Re: Barbarian Adventures

From: contracycle <gamartin_at_...>
Date: Fri, 15 Feb 2002 11:22:28 -0000

> But the myths are not solely about "moral behavior". They also
> inform how its culture thinks, acts and does magic.

Except becuase of both personal and cultural relativism, you simply cannot take a mythic truth and project it into the real world.

> The actual injunction is far closer to "you shall not murder"
> which is still a forbidden practice in virtually all post-
> christian states and it does not preclude the "just war", the
> existence of which can be deduced from other portions of the
> bible. And yes, practice of the "just war" was something that
> exercised legal minds in the middle ages.

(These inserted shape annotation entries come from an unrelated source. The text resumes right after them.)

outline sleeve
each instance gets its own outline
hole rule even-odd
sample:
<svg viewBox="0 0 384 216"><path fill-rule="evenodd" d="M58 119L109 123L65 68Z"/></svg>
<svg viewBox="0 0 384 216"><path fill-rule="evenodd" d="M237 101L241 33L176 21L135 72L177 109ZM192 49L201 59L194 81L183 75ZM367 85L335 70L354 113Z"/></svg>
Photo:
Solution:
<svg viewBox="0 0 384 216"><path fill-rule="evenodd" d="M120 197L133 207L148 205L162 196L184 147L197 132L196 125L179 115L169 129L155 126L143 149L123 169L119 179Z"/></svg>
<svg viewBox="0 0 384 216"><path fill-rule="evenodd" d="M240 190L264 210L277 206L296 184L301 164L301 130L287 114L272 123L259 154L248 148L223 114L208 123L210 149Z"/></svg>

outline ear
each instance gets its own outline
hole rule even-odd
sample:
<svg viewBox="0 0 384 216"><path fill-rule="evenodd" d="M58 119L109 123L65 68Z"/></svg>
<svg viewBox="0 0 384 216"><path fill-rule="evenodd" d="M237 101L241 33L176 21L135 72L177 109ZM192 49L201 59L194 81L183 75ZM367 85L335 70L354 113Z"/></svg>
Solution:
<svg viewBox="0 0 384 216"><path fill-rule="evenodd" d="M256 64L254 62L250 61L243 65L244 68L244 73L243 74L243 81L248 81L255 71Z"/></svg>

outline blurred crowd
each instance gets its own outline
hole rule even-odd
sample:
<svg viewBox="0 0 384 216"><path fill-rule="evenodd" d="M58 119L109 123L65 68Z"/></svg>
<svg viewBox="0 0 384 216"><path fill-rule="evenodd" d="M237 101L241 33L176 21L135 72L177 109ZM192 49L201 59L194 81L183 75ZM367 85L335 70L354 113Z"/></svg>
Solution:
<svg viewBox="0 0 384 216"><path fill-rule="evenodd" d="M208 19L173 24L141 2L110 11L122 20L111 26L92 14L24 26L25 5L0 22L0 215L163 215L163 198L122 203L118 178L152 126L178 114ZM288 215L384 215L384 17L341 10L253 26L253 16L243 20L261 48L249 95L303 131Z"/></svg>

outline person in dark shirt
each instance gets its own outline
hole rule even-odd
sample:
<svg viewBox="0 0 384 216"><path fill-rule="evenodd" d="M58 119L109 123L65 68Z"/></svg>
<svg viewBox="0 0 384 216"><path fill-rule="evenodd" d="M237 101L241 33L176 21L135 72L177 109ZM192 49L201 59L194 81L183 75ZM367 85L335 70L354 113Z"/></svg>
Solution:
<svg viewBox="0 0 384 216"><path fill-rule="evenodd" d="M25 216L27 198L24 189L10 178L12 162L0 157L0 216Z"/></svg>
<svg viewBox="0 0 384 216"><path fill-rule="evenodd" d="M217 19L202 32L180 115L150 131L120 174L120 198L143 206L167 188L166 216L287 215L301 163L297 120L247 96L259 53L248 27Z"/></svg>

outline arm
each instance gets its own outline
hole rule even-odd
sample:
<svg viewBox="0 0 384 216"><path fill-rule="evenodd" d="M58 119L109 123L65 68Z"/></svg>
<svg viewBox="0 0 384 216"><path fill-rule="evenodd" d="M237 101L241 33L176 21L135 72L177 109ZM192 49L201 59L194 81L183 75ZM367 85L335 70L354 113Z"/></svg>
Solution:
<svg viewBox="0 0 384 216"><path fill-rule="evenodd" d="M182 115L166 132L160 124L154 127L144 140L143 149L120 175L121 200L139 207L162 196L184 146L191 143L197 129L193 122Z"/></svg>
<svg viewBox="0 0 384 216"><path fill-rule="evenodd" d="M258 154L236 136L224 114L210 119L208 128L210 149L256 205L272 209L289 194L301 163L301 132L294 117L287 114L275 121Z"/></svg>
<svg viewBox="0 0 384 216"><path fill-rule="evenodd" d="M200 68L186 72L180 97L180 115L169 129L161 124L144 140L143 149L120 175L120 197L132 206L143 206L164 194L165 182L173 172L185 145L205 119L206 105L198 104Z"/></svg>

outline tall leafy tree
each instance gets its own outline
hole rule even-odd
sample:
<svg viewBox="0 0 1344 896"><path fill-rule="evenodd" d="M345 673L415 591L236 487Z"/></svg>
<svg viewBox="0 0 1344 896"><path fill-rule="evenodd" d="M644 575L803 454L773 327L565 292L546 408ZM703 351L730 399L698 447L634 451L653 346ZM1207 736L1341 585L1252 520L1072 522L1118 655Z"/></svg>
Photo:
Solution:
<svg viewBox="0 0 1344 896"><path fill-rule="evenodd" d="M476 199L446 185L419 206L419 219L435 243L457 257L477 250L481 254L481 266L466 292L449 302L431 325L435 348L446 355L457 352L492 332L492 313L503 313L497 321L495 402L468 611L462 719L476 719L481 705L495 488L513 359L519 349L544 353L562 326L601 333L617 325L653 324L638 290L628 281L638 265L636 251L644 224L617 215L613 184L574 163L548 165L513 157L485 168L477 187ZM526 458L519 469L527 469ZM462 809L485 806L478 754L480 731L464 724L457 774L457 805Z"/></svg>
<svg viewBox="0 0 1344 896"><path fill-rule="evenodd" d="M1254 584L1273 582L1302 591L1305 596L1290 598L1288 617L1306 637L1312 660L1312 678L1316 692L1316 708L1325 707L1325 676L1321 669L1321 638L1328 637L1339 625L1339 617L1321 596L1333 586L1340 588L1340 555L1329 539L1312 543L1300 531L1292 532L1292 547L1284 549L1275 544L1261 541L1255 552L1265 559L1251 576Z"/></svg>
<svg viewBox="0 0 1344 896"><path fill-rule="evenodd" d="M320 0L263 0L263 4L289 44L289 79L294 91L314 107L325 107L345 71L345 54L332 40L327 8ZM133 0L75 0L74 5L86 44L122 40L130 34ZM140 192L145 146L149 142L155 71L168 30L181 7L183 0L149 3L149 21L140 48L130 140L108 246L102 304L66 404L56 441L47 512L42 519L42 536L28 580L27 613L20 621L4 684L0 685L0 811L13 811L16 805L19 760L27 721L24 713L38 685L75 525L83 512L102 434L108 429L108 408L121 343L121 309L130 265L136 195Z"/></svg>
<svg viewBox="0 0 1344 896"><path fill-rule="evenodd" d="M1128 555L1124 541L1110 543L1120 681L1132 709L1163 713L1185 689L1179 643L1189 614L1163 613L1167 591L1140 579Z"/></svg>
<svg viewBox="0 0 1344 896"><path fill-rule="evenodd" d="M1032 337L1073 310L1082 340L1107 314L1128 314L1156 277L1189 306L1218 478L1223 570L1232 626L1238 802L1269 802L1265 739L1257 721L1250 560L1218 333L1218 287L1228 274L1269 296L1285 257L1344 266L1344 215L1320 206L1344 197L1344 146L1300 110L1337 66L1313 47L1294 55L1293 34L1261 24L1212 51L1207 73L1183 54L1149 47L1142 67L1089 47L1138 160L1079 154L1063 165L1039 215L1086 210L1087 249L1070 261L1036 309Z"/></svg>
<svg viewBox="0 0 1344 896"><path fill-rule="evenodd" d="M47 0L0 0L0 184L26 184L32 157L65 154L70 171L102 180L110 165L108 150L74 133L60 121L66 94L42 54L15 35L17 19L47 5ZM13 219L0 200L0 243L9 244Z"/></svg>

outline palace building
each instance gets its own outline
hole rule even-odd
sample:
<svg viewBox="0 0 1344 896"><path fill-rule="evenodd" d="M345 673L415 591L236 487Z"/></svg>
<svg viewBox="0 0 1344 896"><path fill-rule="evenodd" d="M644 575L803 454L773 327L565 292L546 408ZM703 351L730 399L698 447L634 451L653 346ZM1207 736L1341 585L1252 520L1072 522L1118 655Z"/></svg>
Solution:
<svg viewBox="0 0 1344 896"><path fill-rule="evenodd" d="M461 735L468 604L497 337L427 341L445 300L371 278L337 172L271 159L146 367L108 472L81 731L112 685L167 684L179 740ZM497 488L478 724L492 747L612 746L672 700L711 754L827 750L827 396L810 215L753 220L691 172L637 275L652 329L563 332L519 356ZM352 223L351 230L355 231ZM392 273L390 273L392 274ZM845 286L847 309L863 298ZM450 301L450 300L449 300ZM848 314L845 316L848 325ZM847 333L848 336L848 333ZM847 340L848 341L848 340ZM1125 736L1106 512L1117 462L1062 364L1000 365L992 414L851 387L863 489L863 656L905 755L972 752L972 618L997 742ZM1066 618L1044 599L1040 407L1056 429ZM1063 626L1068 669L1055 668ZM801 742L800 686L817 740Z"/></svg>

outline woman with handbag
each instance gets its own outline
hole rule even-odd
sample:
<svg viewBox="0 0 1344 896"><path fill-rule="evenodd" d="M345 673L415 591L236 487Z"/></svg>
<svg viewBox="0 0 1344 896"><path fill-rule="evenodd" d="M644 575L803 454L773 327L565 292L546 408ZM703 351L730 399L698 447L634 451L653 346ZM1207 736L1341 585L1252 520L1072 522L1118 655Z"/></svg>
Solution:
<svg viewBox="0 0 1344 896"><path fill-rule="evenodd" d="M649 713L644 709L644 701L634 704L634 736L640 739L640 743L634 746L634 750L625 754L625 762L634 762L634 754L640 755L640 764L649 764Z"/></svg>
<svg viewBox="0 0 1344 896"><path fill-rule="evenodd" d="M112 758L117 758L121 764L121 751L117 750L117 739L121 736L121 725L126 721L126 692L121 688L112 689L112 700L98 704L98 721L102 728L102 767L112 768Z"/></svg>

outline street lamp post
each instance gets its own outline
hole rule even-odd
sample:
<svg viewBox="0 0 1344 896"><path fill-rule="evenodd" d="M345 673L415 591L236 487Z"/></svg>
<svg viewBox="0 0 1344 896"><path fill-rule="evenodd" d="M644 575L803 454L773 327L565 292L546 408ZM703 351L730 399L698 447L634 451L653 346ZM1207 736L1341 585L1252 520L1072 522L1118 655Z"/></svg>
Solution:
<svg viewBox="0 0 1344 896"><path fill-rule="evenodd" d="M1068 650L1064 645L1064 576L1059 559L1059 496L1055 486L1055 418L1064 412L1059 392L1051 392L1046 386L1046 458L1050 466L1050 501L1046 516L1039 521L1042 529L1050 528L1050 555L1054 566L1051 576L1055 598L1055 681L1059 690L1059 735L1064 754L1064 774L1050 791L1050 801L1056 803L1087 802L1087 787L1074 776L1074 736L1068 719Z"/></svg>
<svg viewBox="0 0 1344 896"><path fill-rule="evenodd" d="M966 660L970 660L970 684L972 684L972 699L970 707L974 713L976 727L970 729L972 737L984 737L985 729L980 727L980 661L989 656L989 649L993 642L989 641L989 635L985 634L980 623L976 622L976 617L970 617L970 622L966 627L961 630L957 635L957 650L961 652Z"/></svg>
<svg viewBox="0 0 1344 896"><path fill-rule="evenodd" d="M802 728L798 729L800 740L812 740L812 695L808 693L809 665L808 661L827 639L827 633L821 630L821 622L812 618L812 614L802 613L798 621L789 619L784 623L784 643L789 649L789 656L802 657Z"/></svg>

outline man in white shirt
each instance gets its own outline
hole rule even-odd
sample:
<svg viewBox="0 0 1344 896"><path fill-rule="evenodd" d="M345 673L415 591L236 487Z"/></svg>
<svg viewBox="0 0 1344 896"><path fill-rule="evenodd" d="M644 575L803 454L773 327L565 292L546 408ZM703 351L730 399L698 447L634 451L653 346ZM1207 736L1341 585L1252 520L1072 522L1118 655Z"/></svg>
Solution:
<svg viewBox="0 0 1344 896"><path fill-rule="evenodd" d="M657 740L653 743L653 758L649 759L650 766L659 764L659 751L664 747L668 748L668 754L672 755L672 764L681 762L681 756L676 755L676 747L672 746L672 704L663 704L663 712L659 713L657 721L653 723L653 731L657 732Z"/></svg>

Exactly so - its the process of reification and relativism that makes it so difficult to go from the mythically ideal to the actually implemented. So describe a post-mediaeval state, I would need to know much more than merely the content of its dominant myth - I need to know what it actually does on the ground. Frex, even beyond just war western states use the death sentence, which many would argue remains a violation of the injunction against murder quite apart from any opportunist rationalisation of the just war.

> So? The set of moral ideals is still useful for knowing
> how people are expected to act and they also illustrate
> examples of behaviour that would be considered bad.
> Kinstrife in Orlanthi mythology is an example of this.

Yes, and I have made it quite clear that I DO regard the material as a valuable description of Orlanthi psychology, and furthermore I laud the effort to make such a psychological description. But I will not accept that this psychology information substitutes for actual information about the lives of Orlanthi.